The chairperson also said campaigns are being planned for the six area councils to increase the awareness of the public about Tuberculosis, promote early diagnosis, and encourage people to seek treatment.
A Ministerial news conference, the chairperson said, will be held March 24.
He said that similar activities would also be supported across the 36 states of the federation.
“This year, in the 36 states and FCT, the Tuberculosis Programme working with the implementing partners will be supporting a special TB Testing week” to drive daily community active TB case-finding activities.
“By working together, we can make progress in the fight against tuberculosis and help to create a Nigeria free of Tuberculosis,” he said.
TB, a disease caused by a bacterium, often affects the lungs and is identified as the number one infectious killer disease in the world and also among the top 10 causes of death worldwide.
It is spread from person to person through the air. When people with TB cough, sneeze or spit, they propel the TB germs into the air.
A person needs to inhale only a few of these germs to become infected.
Estimates by the World Health Organisation (WHO) showed TB killed 156,000 Nigerians and afflicted 452,000 in 2020.

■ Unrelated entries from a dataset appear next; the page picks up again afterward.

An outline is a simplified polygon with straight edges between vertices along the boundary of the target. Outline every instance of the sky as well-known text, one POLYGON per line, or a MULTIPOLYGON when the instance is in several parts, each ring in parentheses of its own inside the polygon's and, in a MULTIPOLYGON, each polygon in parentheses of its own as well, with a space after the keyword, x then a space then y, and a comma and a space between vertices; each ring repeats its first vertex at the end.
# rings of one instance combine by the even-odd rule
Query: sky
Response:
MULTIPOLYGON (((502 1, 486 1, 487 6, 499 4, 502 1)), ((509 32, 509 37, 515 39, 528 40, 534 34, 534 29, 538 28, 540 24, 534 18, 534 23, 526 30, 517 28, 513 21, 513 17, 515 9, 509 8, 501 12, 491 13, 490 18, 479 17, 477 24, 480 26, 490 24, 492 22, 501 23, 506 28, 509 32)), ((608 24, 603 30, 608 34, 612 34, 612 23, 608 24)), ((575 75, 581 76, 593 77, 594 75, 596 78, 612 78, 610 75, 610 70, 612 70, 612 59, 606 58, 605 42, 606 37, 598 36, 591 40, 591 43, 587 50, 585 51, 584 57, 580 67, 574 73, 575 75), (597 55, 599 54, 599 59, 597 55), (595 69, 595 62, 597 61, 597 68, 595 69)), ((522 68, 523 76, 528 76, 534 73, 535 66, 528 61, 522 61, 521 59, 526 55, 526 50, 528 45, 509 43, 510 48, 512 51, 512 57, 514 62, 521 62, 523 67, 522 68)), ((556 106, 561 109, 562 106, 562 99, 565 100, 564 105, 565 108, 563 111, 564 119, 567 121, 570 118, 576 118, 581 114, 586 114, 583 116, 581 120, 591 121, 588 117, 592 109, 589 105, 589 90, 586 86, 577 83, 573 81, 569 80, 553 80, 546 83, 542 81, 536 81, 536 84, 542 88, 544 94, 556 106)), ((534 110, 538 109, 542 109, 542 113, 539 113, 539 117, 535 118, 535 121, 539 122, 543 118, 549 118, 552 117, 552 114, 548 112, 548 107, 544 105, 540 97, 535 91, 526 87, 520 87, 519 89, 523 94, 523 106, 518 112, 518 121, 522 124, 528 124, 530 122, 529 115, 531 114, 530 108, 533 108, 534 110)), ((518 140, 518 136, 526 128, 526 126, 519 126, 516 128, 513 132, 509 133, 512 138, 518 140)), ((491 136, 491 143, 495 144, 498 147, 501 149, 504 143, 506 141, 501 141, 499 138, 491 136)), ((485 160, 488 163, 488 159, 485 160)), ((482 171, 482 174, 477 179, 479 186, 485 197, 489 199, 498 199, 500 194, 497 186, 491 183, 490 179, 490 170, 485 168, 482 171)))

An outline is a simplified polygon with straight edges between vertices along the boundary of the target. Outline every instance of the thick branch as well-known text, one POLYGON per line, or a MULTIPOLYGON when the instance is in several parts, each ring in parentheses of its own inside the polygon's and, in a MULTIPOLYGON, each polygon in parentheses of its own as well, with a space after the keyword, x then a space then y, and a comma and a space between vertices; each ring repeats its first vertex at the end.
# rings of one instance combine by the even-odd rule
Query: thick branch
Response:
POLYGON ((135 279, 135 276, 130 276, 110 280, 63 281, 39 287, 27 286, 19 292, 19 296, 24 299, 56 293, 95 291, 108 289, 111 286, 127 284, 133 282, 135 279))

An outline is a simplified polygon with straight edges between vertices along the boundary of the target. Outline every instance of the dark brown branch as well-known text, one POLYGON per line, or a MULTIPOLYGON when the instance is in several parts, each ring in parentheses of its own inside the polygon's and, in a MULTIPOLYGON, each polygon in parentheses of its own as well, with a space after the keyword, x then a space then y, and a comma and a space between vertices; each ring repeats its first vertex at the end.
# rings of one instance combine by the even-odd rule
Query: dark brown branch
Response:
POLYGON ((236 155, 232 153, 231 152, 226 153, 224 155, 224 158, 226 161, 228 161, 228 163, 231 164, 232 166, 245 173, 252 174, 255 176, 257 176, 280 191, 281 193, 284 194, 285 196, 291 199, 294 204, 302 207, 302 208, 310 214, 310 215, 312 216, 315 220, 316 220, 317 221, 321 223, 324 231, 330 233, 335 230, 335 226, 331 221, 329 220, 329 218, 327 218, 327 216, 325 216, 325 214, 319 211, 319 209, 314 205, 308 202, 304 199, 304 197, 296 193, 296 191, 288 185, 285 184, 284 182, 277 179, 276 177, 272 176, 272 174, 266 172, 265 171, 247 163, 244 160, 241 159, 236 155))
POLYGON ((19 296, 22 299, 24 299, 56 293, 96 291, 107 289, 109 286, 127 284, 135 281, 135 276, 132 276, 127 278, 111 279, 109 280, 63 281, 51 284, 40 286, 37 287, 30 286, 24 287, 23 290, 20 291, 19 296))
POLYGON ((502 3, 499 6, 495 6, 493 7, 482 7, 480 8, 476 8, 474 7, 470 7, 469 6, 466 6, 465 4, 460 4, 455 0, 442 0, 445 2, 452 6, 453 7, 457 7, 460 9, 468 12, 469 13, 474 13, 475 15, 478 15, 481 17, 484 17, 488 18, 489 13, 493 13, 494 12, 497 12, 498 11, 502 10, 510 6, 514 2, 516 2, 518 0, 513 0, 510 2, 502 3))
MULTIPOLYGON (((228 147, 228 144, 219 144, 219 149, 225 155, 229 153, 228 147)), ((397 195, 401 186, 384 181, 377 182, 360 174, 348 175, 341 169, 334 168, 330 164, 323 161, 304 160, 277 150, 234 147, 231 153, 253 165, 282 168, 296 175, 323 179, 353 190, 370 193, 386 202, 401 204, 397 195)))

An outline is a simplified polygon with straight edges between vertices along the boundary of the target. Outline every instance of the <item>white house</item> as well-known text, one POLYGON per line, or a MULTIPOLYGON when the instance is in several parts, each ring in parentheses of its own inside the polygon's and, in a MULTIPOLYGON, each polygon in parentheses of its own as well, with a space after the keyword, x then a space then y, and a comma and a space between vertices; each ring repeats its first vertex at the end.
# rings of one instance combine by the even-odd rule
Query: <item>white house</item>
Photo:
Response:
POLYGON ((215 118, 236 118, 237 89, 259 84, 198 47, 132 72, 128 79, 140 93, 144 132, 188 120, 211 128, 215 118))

WHO Regional Director for Africa, Dr Matshidiso Moeti, said: “TB is preventable and treatable, and millions of lives have been saved.
“Africa has so far made good progress against tuberculosis and we cannot afford to lose focus on what is needed to ease the burden and save lives.”
The African region is home to 17 of the 30 high-burden TB countries globally.
The estimated 2.5 million cases in the region in 2020 accounted for a quarter of the global burden, with more than half a million African lives sadly lost to this curable and preventable disease.
Under the WHO End TB Strategy, countries should aim to reduce TB cases by 80 per cent and cut deaths by 90 per cent by 2030 compared with 2015. The strategy also sets key milestones that countries should cross by 2020 and 2025 if they are to end the disease.
The 2025 milestone seeks a 50 per cent reduction in cases and a 75 per cent decline in deaths. TB cases should drop by 10 per cent every year to meet the 2025 target, yet the current rate of decline in cases stands at two per cent. From 2025 to 2030 countries should reduce cases by 17 per cent every year.